For press freedom by Sunanda Deshapriya
Interview with John Pilger
John Pilger has clear views about the duty of journalists. True to form, his latest film pulls no punches. He talks to us on the eve of its release.
NI: What’s The War You Don’t See about?
JP: The film asks: ‘What is the role of the media in rapacious wars like Iraq and Afghanistan? Why do so many journalists beat the drums of war and not challenge the spin and lies of governments? And how are the crimes of war reported and justified when they are our crimes?’ It’s a film about truth and justice.
In the opening sequence, I refer to David Lloyd George, Britain’s prime minister during much of the First World War, who had a private chat with the editor of The Guardian, CP Scott, at the height of the carnage. ‘If people really knew the truth,’ said Lloyd George, ‘the war would be stopped tomorrow.
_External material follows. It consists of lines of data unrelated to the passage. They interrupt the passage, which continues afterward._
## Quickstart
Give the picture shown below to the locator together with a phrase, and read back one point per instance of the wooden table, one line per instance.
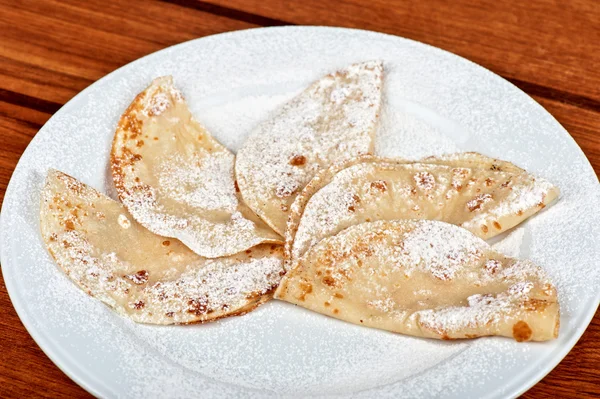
(51, 50)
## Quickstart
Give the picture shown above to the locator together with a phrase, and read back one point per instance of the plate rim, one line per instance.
(78, 374)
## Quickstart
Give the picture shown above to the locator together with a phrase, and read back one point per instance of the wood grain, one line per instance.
(51, 50)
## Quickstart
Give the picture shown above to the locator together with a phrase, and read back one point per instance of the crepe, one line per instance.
(332, 120)
(484, 195)
(146, 277)
(177, 180)
(426, 279)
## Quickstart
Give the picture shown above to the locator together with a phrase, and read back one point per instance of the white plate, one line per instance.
(435, 102)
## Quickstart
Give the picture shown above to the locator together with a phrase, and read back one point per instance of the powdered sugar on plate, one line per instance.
(279, 349)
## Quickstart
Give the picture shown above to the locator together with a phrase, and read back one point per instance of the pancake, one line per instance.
(143, 276)
(423, 278)
(332, 120)
(177, 181)
(483, 195)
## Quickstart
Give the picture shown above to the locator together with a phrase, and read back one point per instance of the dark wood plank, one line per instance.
(50, 50)
(543, 42)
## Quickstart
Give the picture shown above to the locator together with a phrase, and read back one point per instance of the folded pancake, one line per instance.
(177, 180)
(143, 276)
(484, 195)
(423, 278)
(332, 120)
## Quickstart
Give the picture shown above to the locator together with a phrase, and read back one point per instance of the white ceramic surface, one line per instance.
(435, 102)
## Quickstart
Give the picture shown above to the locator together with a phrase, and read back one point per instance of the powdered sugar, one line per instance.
(211, 177)
(280, 349)
(440, 251)
(332, 120)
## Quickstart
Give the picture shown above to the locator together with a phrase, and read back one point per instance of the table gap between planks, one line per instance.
(51, 50)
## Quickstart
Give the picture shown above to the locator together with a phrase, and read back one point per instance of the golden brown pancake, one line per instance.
(423, 278)
(177, 180)
(332, 120)
(143, 276)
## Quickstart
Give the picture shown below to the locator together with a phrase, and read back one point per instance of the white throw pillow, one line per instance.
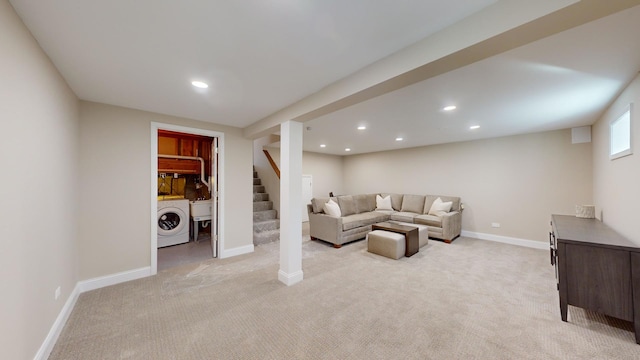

But of course they don’t know and can’t know.’ My film is about people’s right to know.
It has always seemed odd to me that as journalists we examine people’s professional lives, but not our own. We treasure our myths. Edmund Burke called the press a ‘fourth estate’ that would check the other great institutions of democracy. It was a quintessentially liberal view. It was also romantic nonsense – honourable exceptions aside. Up till the arrival of the corporate press at the turn of the 20th century, newspapers were often fiercely independent and saw themselves as voices of ordinary people. The media – press and broadcasting – has long since become an extension of the established order, and frequently its mouthpiece and valet.
These days, we surely owe it to the public to come clean about the pressures and seductions, crude and subliminal, that subvert our independence. War – the industrial killing of people and the destruction of their society – is the ultimate test. One of my favourite quotations is Claud Cockburn’s: ‘Never believe anything until it’s officially denied.’ I suggest some of us might engrave that on our bathroom mirrors.
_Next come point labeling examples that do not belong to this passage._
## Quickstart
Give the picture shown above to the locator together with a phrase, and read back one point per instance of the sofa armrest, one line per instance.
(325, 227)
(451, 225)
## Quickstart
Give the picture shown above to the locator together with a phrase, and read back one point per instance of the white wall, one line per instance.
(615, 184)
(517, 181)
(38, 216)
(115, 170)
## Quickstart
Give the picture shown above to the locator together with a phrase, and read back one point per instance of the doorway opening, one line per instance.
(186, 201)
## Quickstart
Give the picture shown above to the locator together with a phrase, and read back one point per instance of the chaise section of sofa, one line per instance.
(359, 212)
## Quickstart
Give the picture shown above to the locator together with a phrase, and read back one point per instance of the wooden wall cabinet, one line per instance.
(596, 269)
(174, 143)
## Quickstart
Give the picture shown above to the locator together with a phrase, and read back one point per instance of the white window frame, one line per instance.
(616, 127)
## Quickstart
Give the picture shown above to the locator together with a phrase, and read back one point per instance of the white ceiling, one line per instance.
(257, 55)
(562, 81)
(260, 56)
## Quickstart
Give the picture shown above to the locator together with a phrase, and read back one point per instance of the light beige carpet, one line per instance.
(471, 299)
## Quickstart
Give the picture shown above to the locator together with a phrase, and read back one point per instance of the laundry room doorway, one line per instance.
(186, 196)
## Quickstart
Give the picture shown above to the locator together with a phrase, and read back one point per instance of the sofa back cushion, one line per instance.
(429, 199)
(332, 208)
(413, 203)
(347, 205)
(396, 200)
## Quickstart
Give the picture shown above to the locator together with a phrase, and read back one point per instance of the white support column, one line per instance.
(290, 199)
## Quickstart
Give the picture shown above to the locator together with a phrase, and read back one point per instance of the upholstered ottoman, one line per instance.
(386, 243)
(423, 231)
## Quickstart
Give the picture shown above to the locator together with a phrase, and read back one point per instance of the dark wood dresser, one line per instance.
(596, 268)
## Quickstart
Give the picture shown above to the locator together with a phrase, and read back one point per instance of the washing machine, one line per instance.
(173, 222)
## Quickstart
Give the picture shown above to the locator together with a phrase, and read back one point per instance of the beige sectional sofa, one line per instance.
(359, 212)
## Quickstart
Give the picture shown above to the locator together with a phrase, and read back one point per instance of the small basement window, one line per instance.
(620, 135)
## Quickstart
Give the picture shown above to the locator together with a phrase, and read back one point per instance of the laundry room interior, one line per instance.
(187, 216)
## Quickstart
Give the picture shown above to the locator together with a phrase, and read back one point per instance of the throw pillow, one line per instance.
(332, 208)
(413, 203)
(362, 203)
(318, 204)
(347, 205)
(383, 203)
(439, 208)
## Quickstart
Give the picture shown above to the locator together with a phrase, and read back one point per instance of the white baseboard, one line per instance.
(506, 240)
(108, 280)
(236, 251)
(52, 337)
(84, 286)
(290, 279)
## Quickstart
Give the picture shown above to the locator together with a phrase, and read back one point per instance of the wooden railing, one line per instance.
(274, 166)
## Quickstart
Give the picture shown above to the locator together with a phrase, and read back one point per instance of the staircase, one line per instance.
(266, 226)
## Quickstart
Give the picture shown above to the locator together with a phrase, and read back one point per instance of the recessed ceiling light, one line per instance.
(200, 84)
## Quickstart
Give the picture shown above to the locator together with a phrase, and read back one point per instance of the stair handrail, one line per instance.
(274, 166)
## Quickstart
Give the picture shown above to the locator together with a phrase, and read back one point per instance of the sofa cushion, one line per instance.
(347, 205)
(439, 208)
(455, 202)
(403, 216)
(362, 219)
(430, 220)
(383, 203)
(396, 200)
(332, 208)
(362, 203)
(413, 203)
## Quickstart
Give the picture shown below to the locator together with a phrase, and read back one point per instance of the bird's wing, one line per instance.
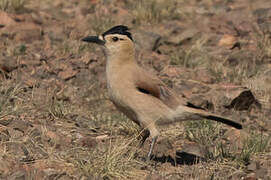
(148, 83)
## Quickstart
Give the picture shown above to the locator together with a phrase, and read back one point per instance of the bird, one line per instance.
(139, 94)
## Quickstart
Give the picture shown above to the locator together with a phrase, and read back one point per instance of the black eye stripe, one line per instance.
(115, 39)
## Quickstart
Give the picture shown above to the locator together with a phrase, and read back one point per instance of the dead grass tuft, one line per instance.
(12, 5)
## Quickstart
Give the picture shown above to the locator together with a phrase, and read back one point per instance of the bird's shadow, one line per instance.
(181, 158)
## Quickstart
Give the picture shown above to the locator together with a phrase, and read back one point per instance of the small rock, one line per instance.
(8, 64)
(244, 101)
(263, 19)
(177, 38)
(5, 19)
(67, 73)
(227, 40)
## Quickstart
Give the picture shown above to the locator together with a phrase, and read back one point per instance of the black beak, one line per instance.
(94, 39)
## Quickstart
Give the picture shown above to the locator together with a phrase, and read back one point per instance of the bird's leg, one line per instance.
(145, 135)
(151, 148)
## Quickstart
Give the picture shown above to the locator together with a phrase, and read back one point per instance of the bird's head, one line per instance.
(116, 40)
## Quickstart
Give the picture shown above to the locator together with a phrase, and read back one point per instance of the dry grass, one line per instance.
(153, 11)
(12, 5)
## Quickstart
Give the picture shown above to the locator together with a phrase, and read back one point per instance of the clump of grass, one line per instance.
(113, 161)
(9, 94)
(210, 135)
(101, 23)
(153, 11)
(192, 57)
(12, 5)
(256, 143)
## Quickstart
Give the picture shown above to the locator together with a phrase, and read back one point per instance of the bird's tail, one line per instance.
(184, 113)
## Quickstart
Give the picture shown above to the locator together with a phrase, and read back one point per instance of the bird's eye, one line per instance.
(115, 39)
What led you to do a film on this theme? Was there a specific trigger for it?
What war does: a child injured in a bomb blast, Peshwar, Pakistan. The bombing was in retaliation for a US drone attack.
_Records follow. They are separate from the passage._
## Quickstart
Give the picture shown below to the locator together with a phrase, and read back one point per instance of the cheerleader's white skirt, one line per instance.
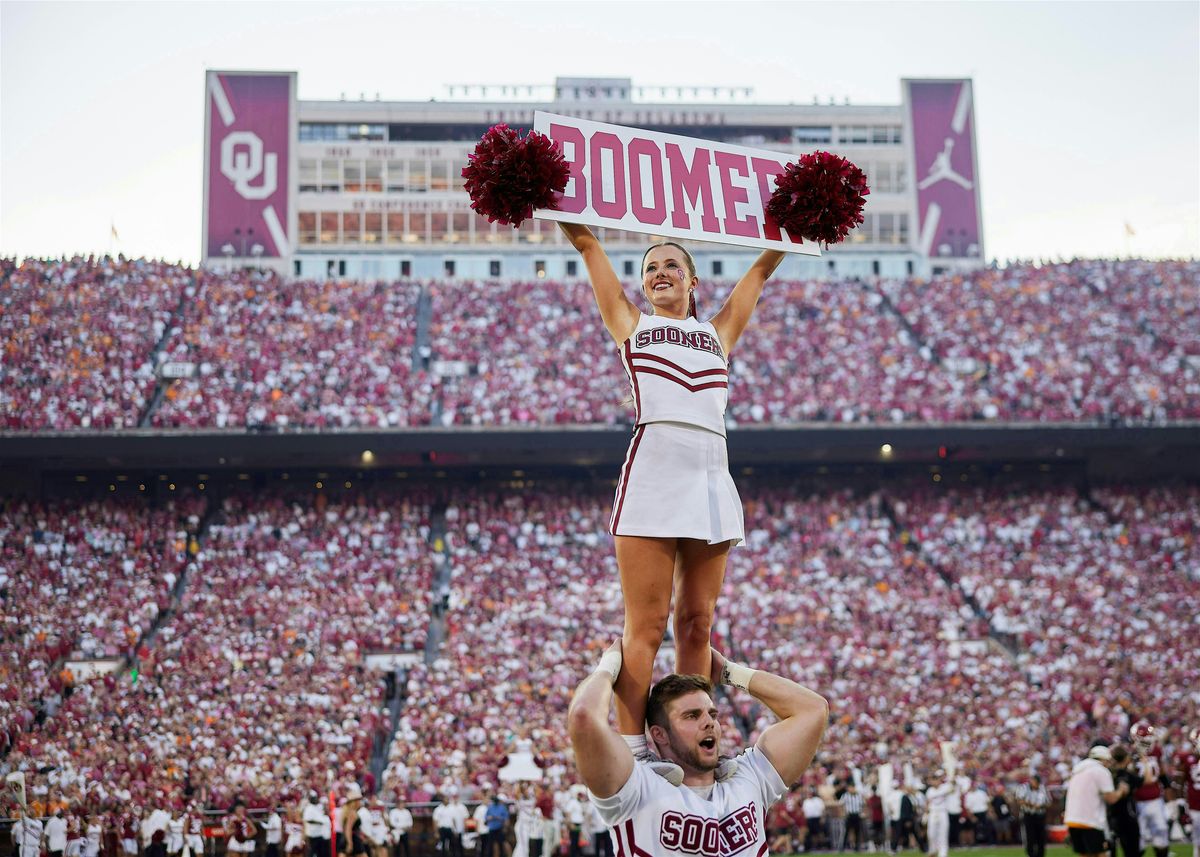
(676, 484)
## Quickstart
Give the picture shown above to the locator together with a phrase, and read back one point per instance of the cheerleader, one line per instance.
(293, 833)
(676, 513)
(175, 834)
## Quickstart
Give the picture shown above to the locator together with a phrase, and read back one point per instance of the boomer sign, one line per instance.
(247, 130)
(667, 185)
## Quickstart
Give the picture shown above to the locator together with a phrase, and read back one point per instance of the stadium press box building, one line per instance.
(373, 189)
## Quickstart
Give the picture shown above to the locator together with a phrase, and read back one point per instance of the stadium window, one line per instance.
(418, 225)
(887, 228)
(373, 180)
(439, 175)
(396, 183)
(418, 175)
(439, 225)
(813, 133)
(352, 175)
(307, 223)
(307, 174)
(352, 227)
(372, 229)
(329, 223)
(395, 227)
(330, 175)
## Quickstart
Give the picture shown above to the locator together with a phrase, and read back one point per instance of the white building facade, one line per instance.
(373, 190)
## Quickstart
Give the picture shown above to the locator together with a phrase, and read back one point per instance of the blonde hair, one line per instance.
(691, 270)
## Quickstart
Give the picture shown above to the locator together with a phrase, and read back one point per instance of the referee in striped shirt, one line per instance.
(852, 802)
(1033, 799)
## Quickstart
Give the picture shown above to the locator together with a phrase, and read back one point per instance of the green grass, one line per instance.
(1177, 850)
The first trigger was the sight of children burned almost to death by Napalm B – which keeps on burning beneath the skin – then finding out that such an atrocity was not an aberration. It was realizing the racism in colonial warfare, and how apologetic reporting perpetuates this.
You’ve said ‘the media is not covering war. It is promoting war.’ Are there any media outlets whose activities have especially shocked or outraged you?
Well, you get crude examples of war promotion on Fox television in the United States. However, Fox has the virtue of leaving us in no doubt where it stands; and that’s true of most of the Murdoch empire. Murdoch himself has said that war is OK. Too bad about the innocents; war is necessary, says the great baron. Certainly, it is necessary for the arms corporations which are a pillar of the US war economy. The more insidious and perhaps more powerful war promoters are in the respectable media, such as the New York Times and the BBC. Two important studies following the invasion of Iraq received little media attention. Cardiff University found that the BBC overwhelmingly promoted the Blair government’s war agenda; and Media Tenor, based in Berlin, found that of the world’s principal broadcasters, the BBC gave just three per cent of its pre-invasion coverage to anti-war voices. Only CBS in the United States was worse. Censorship by omission is, in my view, the most virulent form of warmongering. ‘When the truth is replaced by silence,’ said the Soviet dissident poet Yevtushenko, ‘the silence is a lie.’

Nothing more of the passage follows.